The first time we went to the CW+ MediCinema – and we’ve been so many I’ve lost count! – Sienna had just come back from the intensive care unit having had life threatening sepsis. She was very ill and needed lots of treatment in isolation and then on the ward, and every bit of treatment she had to have was a battle. But that first time in the cinema, the nurse had to give her an IV antibiotic half way through the film, and she was so distracted and happy it was easy – she didn’t even notice.


When your life is so out of the ordinary, the CW+ MediCinema offers us a welcome escape, that precious normality that ordinary families experience – doing something together as a family, laughing, enjoying, just being, not medical. Where she can’t play with other children, Sienna can go to the cinema with them, and escape into the brightly coloured chairs and the film.
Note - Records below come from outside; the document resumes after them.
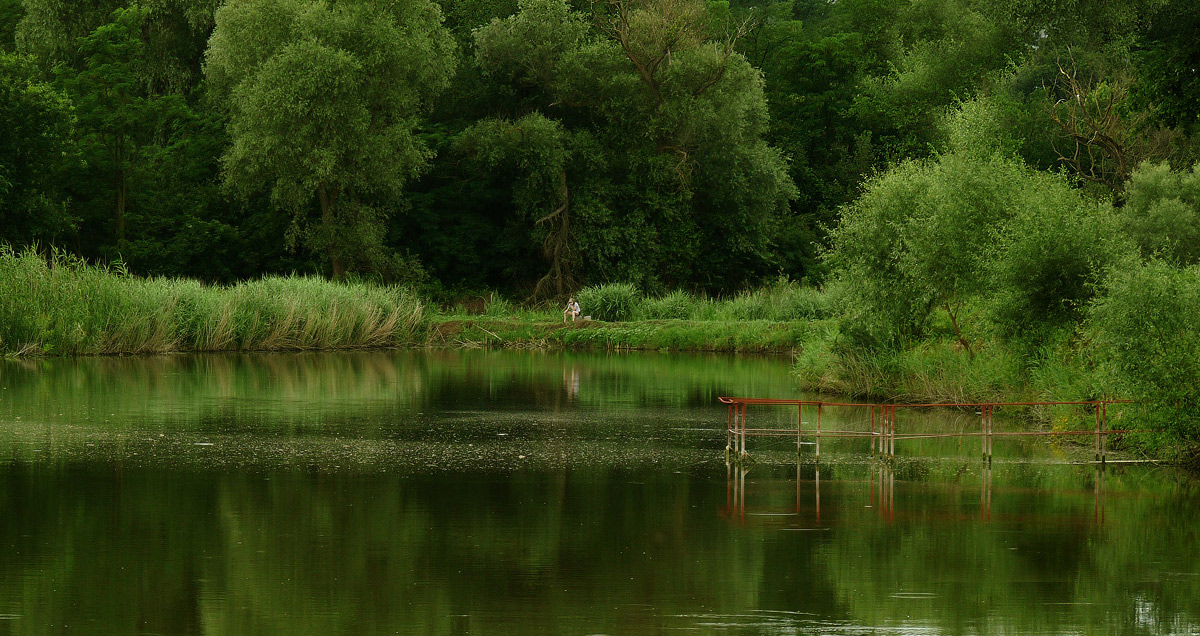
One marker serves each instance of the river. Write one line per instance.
(481, 492)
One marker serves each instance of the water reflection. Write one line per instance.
(879, 479)
(492, 492)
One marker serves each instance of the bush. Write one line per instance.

Paddington has been her absolute favourite so far!


From the moment the cinema manager does their ward round in the afternoon to tell us what’s showing, the atmosphere in the ward completely changes – it lifts Sienna and her friends’ moods to know they’re getting off the ward and coming to the cinema – there’s something to look forward to, from the walk up to the cinema, to the colourful seats and real cinema experience, to the film.


It is so hard to start conversations, and to make friends, when you’re in hospital for such a long time – you run out of things to talk about – but relationships are what keep you sane. And the CW+ MediCinema has been such an important part of that for me and Sienna, giving us something to talk about together and with other families that is neutral, normal and fun. For me, the walk back after the film has always been one of the highlights for that very reason. I would never have got through the last four years without those friendships – and discussing the film afterwards has been so important in helping me and Sienna build them. Sienna’s made some very close friends, one in particular, through the cinema – and we see him and his family regularly, even outside of hospital.


For me as a parent of a very sick child, the adult screenings have also been a godsend. I can get away for a few hours, safe in the knowledge that Sienna is sleeping downstairs and I am only 60 seconds away should anything happen – but I can escape, switch off, relax and have some time to myself for once. I hadn’t been to the cinema for three years until I went to the CW+ MediCinema on my own last year – and it was just what I needed. Now I go whenever I can when Sienna’s in, and have some all-important ‘me time’ for once.


"People underestimate the importance of laughter and normality – and that is just what the CW+ MediCinema has meant to Sienna and I – but it is so much more than that."


Sienna starts school this autumn, and while Mandy is anticipating that the exposure to other kids and their illnesses will mean more time in hospital for Sienna, we wish her all the best of luck and will be there to welcome her for a movie when she is in!